Pengajaran sistem kursus ini mengarah kepada terbentuknya santri yang mempunyai kemampuan mudah guna terbentuknya santri-santri yang berdikari sanggup menopang ilmu-ilmu agama yang mereka tuntut dari kiyai melalui pengajaran sorogan, wetonan. Sebab pada umumnya santri dibutuhkan tidak tergantung kepada pekerjaan di masa menhadir, melainkan harus bisa membuat pekerjaan sesuai dengan kemampuan mereka.
3) Sistem Petes
Disamping sistem pengajaran klasikal dan kursus-kursus , dilaksanakan juga sistem petes yang menekankan pada kemampuan psikomotorik. Pola petes yang dikembangkan yaitu termasuk menumbuhkan kemampuan mudah ibarat petes pertukangan, perkebunan, perikanan, administrasi koperasi, mesin, elektronika dan kerajinan-kerajinan yang mendukung terciptanya kemandirian integratif. Hal ini akan memmenolong lahirnya santri intelek dan ulama yang mumpuni. melaluiataubersamaini sistem pengajaran klasik/tradisional maupun yang bersifat modern yang dilaksanakan dalam Pondok Pesantren erat kaitannya dengan tujuan pendidikannya yang intinya spesialuntuk semata-mata bertujuan unutuk membentuk pribadi muslim yang tangguh dalam mengatasi situasi dan kondisi lingkungannya, artinya sosok yang dibutuhkan sebagai hasil sistem pendidikan dan pengajaran Pondok Pesantren yaitu figur mandiri.
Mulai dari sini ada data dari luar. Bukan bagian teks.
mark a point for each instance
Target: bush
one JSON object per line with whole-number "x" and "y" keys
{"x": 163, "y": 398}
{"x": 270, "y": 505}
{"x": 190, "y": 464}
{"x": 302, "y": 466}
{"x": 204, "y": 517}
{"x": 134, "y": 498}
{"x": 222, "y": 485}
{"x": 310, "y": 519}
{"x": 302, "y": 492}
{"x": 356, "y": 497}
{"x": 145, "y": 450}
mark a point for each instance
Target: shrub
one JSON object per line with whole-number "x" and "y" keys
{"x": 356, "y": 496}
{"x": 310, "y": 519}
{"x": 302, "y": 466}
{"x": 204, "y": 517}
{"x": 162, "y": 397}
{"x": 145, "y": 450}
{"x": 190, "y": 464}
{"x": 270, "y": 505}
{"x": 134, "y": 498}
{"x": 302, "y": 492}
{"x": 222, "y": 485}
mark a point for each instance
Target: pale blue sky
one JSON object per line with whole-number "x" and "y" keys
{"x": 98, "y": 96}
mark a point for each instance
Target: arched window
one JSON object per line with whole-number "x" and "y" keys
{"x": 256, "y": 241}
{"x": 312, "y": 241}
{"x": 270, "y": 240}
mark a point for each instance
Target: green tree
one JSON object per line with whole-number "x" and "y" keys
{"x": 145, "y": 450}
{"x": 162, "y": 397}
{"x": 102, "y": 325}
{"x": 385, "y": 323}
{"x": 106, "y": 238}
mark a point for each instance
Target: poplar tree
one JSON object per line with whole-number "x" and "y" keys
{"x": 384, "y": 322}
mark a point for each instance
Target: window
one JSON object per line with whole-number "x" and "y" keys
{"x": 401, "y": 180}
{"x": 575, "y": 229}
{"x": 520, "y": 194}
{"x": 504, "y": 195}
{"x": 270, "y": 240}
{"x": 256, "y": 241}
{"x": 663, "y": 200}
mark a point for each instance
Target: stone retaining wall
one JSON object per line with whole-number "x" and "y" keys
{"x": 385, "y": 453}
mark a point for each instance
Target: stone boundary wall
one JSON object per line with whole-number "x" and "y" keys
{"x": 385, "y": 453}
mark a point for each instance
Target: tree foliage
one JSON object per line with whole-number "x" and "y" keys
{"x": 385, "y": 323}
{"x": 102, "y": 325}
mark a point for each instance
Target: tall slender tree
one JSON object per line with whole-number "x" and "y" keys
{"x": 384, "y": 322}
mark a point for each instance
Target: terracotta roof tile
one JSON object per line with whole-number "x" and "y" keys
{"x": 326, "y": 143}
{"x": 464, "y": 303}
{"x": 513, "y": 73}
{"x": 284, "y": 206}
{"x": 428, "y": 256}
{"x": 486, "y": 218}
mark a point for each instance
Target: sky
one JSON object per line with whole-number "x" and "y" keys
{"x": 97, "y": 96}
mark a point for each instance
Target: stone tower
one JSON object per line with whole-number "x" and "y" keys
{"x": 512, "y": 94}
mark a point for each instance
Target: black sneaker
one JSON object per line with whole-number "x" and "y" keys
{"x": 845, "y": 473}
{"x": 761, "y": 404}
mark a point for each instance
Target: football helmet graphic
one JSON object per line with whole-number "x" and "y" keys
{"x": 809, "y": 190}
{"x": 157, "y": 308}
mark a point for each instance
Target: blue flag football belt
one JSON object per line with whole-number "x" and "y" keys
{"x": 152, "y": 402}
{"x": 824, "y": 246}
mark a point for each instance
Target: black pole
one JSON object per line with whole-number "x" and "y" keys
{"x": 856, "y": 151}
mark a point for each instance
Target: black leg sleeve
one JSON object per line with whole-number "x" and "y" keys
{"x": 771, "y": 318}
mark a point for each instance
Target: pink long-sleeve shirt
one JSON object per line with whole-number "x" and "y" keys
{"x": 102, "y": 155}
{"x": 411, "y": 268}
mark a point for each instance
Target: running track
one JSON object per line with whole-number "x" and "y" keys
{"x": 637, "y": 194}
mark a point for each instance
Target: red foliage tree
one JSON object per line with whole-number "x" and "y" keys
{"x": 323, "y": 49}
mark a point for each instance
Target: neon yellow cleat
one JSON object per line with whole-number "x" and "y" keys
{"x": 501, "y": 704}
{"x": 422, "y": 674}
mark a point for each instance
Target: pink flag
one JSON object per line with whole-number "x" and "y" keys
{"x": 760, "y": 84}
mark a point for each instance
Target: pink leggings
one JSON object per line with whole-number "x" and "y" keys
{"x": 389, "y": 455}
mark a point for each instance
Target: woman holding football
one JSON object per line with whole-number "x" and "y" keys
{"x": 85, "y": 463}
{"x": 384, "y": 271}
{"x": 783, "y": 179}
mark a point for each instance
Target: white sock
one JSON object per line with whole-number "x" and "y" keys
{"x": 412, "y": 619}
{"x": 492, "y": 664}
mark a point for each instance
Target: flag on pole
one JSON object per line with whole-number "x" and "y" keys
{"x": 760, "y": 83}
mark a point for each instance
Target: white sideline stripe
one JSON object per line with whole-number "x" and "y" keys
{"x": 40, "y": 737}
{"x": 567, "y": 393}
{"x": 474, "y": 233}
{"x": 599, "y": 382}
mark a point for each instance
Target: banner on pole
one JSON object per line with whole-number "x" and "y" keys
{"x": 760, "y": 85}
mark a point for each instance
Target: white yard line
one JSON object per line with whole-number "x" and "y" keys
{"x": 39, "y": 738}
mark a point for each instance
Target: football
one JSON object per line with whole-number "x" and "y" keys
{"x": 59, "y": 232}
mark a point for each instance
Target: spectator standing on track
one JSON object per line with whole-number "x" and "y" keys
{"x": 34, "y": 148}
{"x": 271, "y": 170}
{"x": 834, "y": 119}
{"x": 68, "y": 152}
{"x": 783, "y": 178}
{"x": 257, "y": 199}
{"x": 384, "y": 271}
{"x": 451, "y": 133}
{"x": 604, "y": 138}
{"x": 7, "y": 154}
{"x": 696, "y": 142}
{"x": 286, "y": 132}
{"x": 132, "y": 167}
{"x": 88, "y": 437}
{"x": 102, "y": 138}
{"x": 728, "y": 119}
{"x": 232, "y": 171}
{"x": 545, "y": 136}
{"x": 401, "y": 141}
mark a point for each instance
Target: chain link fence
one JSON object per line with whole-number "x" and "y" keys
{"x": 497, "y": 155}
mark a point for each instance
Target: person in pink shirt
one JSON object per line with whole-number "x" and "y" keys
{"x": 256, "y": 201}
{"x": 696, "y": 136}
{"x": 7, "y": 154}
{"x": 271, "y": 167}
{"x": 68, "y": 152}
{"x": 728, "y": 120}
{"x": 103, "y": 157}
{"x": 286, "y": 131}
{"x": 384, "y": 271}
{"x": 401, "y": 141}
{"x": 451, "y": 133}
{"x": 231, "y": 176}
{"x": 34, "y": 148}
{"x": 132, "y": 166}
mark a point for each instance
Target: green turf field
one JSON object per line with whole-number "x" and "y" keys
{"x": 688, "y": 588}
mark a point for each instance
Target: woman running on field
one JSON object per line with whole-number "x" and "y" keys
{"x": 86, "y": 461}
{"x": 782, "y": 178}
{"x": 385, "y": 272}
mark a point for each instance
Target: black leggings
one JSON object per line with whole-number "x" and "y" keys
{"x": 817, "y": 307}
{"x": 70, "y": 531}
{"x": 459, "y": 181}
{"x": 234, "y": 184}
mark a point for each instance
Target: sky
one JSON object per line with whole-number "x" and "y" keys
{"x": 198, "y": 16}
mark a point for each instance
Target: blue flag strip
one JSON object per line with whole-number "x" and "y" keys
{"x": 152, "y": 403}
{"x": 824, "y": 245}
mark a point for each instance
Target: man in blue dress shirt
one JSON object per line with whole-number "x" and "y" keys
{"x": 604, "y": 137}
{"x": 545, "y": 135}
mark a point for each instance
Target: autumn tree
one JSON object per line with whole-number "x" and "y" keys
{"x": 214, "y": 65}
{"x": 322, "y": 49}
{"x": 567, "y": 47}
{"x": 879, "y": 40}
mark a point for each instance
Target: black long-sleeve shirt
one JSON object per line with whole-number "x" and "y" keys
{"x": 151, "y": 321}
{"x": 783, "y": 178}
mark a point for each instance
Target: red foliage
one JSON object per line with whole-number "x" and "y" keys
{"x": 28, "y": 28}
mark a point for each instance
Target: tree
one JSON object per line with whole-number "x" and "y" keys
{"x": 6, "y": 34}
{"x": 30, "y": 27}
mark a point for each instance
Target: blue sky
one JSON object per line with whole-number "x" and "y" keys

Atas dasar pembentukan kemandirian itu maka sistem pendidikan dan pengajaran Pondok Pesantren yaitu sistem terpadu. Kemandirian itu nampak dari keberadaan bangunan sekolah (kelas), Pondok dan Masjid sebagai wadah pembentukan jati-diri. Sekolah yaitu wadah pembelajaran, Pondok sebagai ajang petes dan praktek, sedangkan Masjid ialah tempat training para santri. Dari ketiga wadah pendidikan itu digerakkan oleh kiyai yang ialah pribadi yang selalu nrimo dam menjadi teladan santrinya.
Terciptanya pribadi (sumber daya manusia) yang berkarakter itu sangat didukung oleh kondisi Pondok yang mengarah pada terciptanya sistem pendidikan yang berdimensi internalisasi nilai. Adapun ciri-ciri pendidikan Pondok Pesantren yang bisa melahirkan pemimpin-pemimpin masyarakat yaitu sebagai diberikut: (1) ada korelasi yang erat antara santri dengan kiyai, (2) tunduknya kepada kiyai, santri menganggap bahwa menentang kiyai selain dianggap kurang sopan juga berperihalan dengan agama, (3) hidup irit dan sederhana benar-benar dilakukan dalam Pondok Pesantren. Hidup glamor tidak terdapat dalam Pondok Pesantren, (4) semangat menolong diri sendiri amat terasa dan kentara di kalangan santri di Pondok Pesantren. Hal ini sanggup dilihat dalam kehidupan sehari-hari mereka yang serba dilaksanakan sendiri, (5) jiwa tolong menolong dan persaudaraan sangat mewarnai pergaulan di Pondok Pesantren itu, (6) pendidikan disiplin sangat ditekankan dalam kehidupan Pondok Pesantren, (7) berani menderita untuk mencapai suatu tujuan yaitu salah satu pendidikan yang diperoleh santri dalam Pondok Pesantren, (8) kehidupan agama yang baik sanggup diperoleh santri di Pondok pesntren itu, lantaran memang Pondok Pesantren yaitu tempat pendidikan dan pengajaran.